Des einen Freud, des anderen Leid. Diese altbekannte Volksweisheit bekommt eine ganz neue Bedeutung, hat man sie im Hinterkopf während man „Traumfrau gesucht“ sieht.
In der aktuellsten Staffel werden drei Singlemänner bei ihrer Suche im Ausland nach der wahren – oder auch der ersten – Liebe begleitet.
 
Da wäre auf der einen Seite Alexander, der nach einer 2-jährigen Ehe mit einer Russin wieder die gleiche Partnervermittlung in Russland aufsucht, um erneut seine „Traumfrau“ zu finden. Der Opernsänger bringt zu jedem Date grundsätzlich seinen Vater mit und legt neben unangebrachten Vorurteilen auch ungeniert taktloses Verhalten gegenüber seinen außerordentlich hübschen Dates an den Tag.
Nun wechseln der Ort und der Junggeselle, nur das Gefühl, man schäme sich fremd, bleibt dem Zuschauer. Die Kamera fokussiert einen jungen Mann mit unpassendem, blond gefärbtem Kurzhaarschnitt und einer knallgrünen, überdimensionalen Brille. Manuel, seines Zeichens selbst ernannter Schuh– und Brillensammler, sucht in Rio De Janeiro seine „Traumfrau“. Während seinem ersten Date am Strand der brasilianischen Metropole verliert der 23-jährige bei einem Bad seine Brille, beinahe seine Badehose und, so scheint es jedem der Zeuge wird, ein Teil seiner Würde. Dennoch entsteigt er selbstsicher den Wellen und rennt stolz auf sein Date zu, auf Grund der verlorenen Brille aber leider auch meterweit an ihr vorbei.
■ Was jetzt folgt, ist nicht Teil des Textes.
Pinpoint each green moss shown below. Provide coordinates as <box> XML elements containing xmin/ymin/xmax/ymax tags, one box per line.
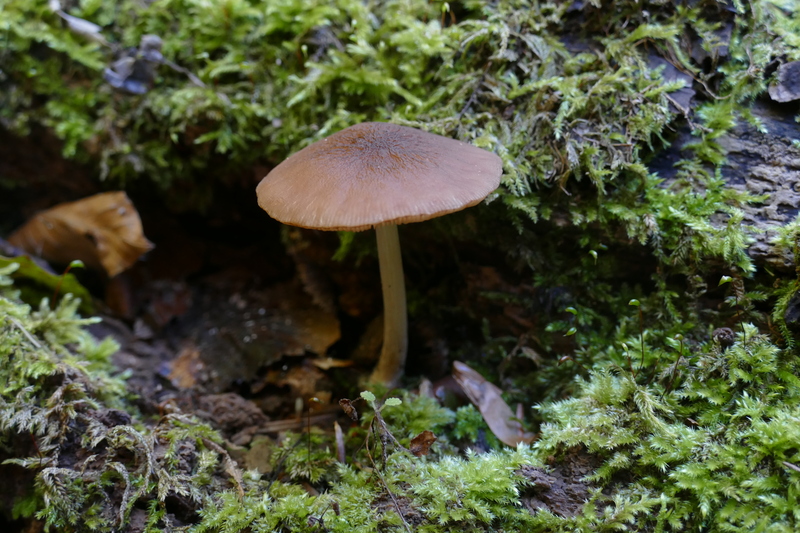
<box><xmin>0</xmin><ymin>0</ymin><xmax>800</xmax><ymax>532</ymax></box>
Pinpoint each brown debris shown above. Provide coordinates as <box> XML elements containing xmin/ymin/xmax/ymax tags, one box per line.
<box><xmin>408</xmin><ymin>429</ymin><xmax>436</xmax><ymax>457</ymax></box>
<box><xmin>517</xmin><ymin>451</ymin><xmax>594</xmax><ymax>518</ymax></box>
<box><xmin>453</xmin><ymin>361</ymin><xmax>536</xmax><ymax>446</ymax></box>
<box><xmin>8</xmin><ymin>191</ymin><xmax>153</xmax><ymax>277</ymax></box>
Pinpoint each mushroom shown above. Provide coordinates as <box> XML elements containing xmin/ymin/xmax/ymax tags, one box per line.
<box><xmin>256</xmin><ymin>122</ymin><xmax>502</xmax><ymax>385</ymax></box>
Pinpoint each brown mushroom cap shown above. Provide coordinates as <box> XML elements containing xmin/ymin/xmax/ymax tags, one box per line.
<box><xmin>256</xmin><ymin>122</ymin><xmax>502</xmax><ymax>231</ymax></box>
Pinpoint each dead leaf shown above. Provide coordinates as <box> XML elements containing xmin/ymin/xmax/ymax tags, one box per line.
<box><xmin>453</xmin><ymin>361</ymin><xmax>535</xmax><ymax>446</ymax></box>
<box><xmin>8</xmin><ymin>191</ymin><xmax>153</xmax><ymax>277</ymax></box>
<box><xmin>408</xmin><ymin>429</ymin><xmax>436</xmax><ymax>457</ymax></box>
<box><xmin>311</xmin><ymin>357</ymin><xmax>353</xmax><ymax>370</ymax></box>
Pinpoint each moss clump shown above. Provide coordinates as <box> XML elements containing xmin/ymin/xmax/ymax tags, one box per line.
<box><xmin>0</xmin><ymin>252</ymin><xmax>800</xmax><ymax>532</ymax></box>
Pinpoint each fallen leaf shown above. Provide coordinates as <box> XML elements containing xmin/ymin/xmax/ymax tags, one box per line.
<box><xmin>453</xmin><ymin>361</ymin><xmax>535</xmax><ymax>446</ymax></box>
<box><xmin>408</xmin><ymin>429</ymin><xmax>436</xmax><ymax>457</ymax></box>
<box><xmin>8</xmin><ymin>191</ymin><xmax>153</xmax><ymax>277</ymax></box>
<box><xmin>311</xmin><ymin>357</ymin><xmax>353</xmax><ymax>370</ymax></box>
Als Zuschauer bleibt man zurück mit einem Gefühl, zusammengesetzt aus Fremdscham, Belustigung und Ungläubigkeit.
Dann ist da noch Walther, das Urgestein dieses Formats. Wer der Meinung ist, die vorangehend beschriebenen Kandidaten seien das Maximum der Sendung gewesen, der wird nun eines Besseren belehrt. Das Reden von sich selbst in der dritten Person, die Angabe seines Alters mit 57+ und das ständige Verlangen sich zu Verkleiden sind nur ein paar der Aspekte, mit denen Walther überzeugt oder doch wohl eher auffällt. Nach unzähligen Besuchen in verschiedensten Ländern und massenhaften Dates hat Walther dennoch  tatsächlich seine „Traumfrau“ gefunden. Martha, eine blonde zierliche Frau Mitte 50, kommt aus Bulgarien und spricht gebrochen und zögerlich deutsch. Man bekommt den Eindruck, die Hälfte der selbstverliebten Monologe ihres Auserwählten gehen komplett an ihr vorbei, sie lächelt derweil lieber verlegen in die Kamera. Dann – der Höhepunkt des Formats bis dato – Walther macht Martha im romantischen Rom als Cäsar verkleidet einen Heiratsantrag. Große Gefühlsausbrüche bleiben jedoch, zumindest auf Marthas Seite, aus, denn ihre Antwort auf ein selbstgeschriebenes Liebesgedicht beschränkt sich auf ein zaghaftes, eher emotionsloses „Ja“.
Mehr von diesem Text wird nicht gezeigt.